In der Substanz-Struktur laufen alle Informationen (z.B. Name, Chargennummer, Haltbarkeitsdatum, Prüfvorschrift, Zertifikate etc.) über messbare und nicht messbare Substanzen, deren Proben und NIR-Spektren zusammen. Die Datenbank verwaltet im Moment für das Analysesystem Apo-Ident Informationen von über 3400 Substanzen. Die Spektrensammlung wächst ständig an, es werden keine Spektren gelöscht.

Die Modell-Struktur ist die Grundlage zur Erstellung der chemometrischen Modelle. Hier werden die Daten der Substanz-Struktur unter verschiedenen Aspekten verknüpft und mit allen Parametern zur Modellerstellung gespeichert (unter anderem der Wellenlängenbereich, die Datenvorbehandlung, die Bewertungsentwicklung).
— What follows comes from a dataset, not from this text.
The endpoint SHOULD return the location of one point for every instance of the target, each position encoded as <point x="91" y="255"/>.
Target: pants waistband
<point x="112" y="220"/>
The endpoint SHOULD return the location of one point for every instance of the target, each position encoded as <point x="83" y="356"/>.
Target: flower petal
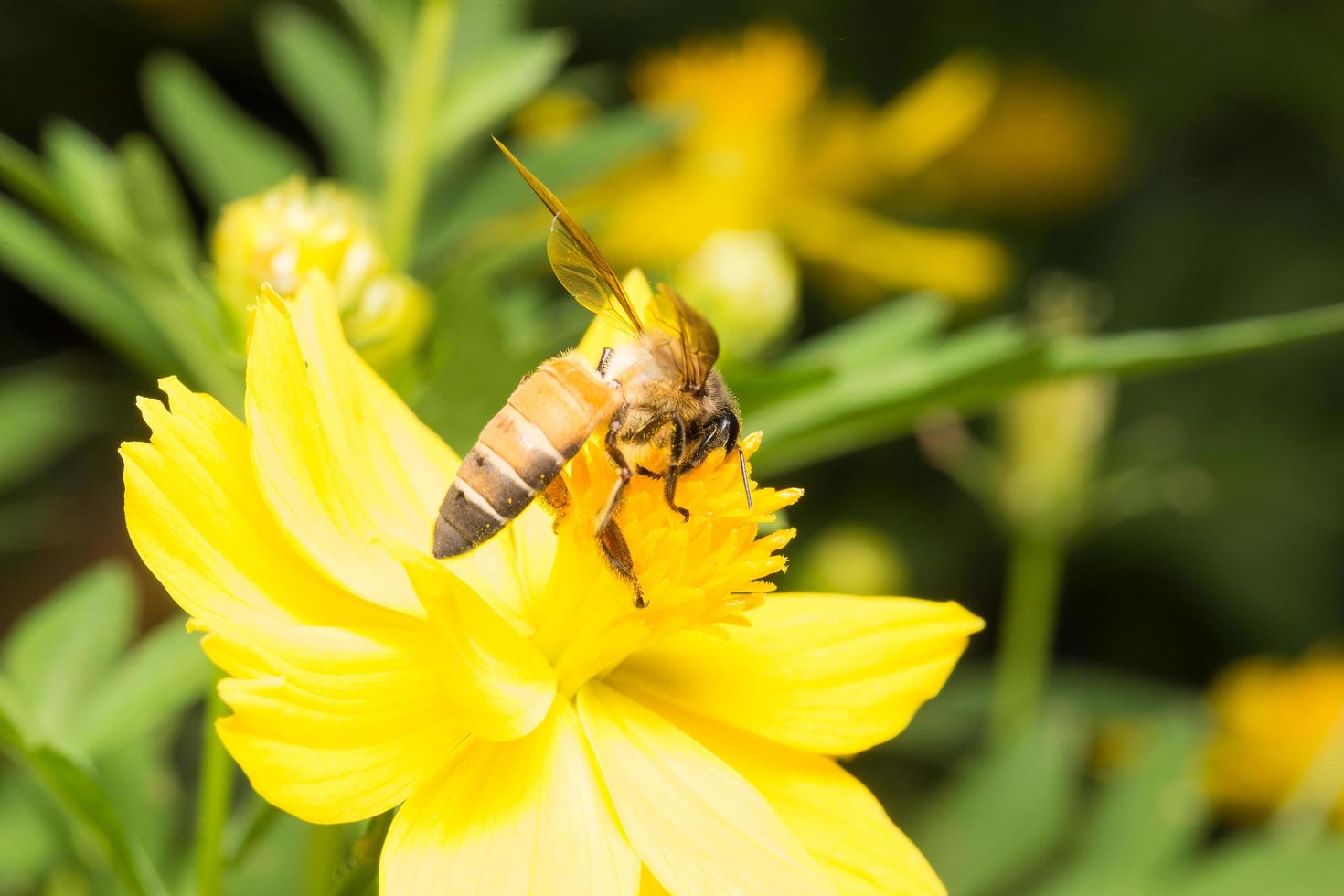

Der Prozess zur Modellentwicklung ist fließend und wird transparent und lückenlos dokumentiert. Jedes bereits erstellte Modell ist schnell und mit wenig Aufwand reproduzierbar. Die CID verwaltet alle Informationen zur Validierung.

Die Vorteile einer Datenbank liegen in der Sicherheit, weil die Nutzerverwaltung gewährleistet, dass sensible Bereiche geschützt sind und andere Bereiche ohne Einschränkungen bearbeitet werden können. Weiterhin ist die einfache Pflege und Vermeidung von redundanten Daten wichtig. Viele Bearbeiter können gleichzeitig die Daten pflegen, ohne sich gegenseitig zu behindern. Das Prinzip der Datenbank stellt sicher, dass die Daten jederzeit konsistent sind und eine schnelle Zuordnung von Substanzen zu Proben und Spektren möglich ist. Sie bildet die direkte Verbindung zum Modell. Alle Änderungen sind dem jeweiligen Bearbeiter zuzuorden und nachvollziehbar. Die CID ist Basis für eine umfangreiche Validierung der chemometrischen Modelle.